MACアドレスの構成をもう少し細かく見ていきます。

上位3Byte(24bit)はOUI(Organizationally Unique Identifier)と呼ばれ、IEEEが管理しています。 内容は以下のように定められています。なお、Ethernet通信は1Byte毎に、後ろから1bitずつ送られますので、1bit目は10進数の1を表すbit、8bit目は10進数の128を表すbitになります。

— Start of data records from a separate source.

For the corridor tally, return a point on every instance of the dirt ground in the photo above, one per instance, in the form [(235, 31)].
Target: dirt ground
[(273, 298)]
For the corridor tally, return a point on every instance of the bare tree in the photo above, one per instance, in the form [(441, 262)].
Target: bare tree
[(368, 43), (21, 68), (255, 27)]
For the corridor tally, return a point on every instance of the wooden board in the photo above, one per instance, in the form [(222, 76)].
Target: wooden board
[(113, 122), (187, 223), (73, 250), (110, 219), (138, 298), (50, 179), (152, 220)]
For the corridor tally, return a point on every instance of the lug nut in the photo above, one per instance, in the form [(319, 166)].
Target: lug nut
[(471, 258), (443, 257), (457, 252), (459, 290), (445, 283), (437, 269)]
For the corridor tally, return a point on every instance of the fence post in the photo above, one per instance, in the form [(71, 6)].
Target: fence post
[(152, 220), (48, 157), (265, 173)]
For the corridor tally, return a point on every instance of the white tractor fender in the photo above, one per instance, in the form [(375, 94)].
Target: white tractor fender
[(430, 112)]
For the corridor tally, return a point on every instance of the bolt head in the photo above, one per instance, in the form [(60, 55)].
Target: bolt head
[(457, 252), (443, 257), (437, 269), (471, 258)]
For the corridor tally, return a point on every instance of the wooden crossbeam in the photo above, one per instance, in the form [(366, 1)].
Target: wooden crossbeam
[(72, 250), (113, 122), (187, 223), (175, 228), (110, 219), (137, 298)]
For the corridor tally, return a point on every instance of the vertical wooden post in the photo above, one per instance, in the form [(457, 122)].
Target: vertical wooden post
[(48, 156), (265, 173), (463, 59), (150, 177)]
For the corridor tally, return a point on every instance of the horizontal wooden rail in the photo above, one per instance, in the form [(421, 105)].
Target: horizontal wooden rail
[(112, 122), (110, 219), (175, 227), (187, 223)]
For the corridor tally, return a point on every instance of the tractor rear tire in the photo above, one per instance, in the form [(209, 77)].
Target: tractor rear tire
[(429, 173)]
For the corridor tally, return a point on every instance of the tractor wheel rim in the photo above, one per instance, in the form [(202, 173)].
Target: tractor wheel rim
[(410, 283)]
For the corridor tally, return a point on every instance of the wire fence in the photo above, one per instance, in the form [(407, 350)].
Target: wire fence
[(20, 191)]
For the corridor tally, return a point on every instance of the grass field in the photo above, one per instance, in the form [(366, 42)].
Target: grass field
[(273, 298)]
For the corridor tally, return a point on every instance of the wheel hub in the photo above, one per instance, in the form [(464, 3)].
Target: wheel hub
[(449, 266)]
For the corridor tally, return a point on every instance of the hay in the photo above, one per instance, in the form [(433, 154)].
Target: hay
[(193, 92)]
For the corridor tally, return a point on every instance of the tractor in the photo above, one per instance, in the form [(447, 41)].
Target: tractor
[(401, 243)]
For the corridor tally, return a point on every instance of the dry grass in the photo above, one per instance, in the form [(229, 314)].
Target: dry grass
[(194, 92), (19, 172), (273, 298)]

・1bit目: Individual/Group bit

0ならばユニキャスト(個別)、1ならばマルチキャスト(グループ)、もしくはブロードキャスト

2bit目: Universal/Local bit

0ならば世界唯一性を保証しなければならない、1ならば保証されなくてよい

3-24bit目: ベンダーコード

ベンダー企業を表す(CiscoやXerox等)。

OUIがどの企業に割り当てられているかは、 IEEE.orgのこのページで見ることができます。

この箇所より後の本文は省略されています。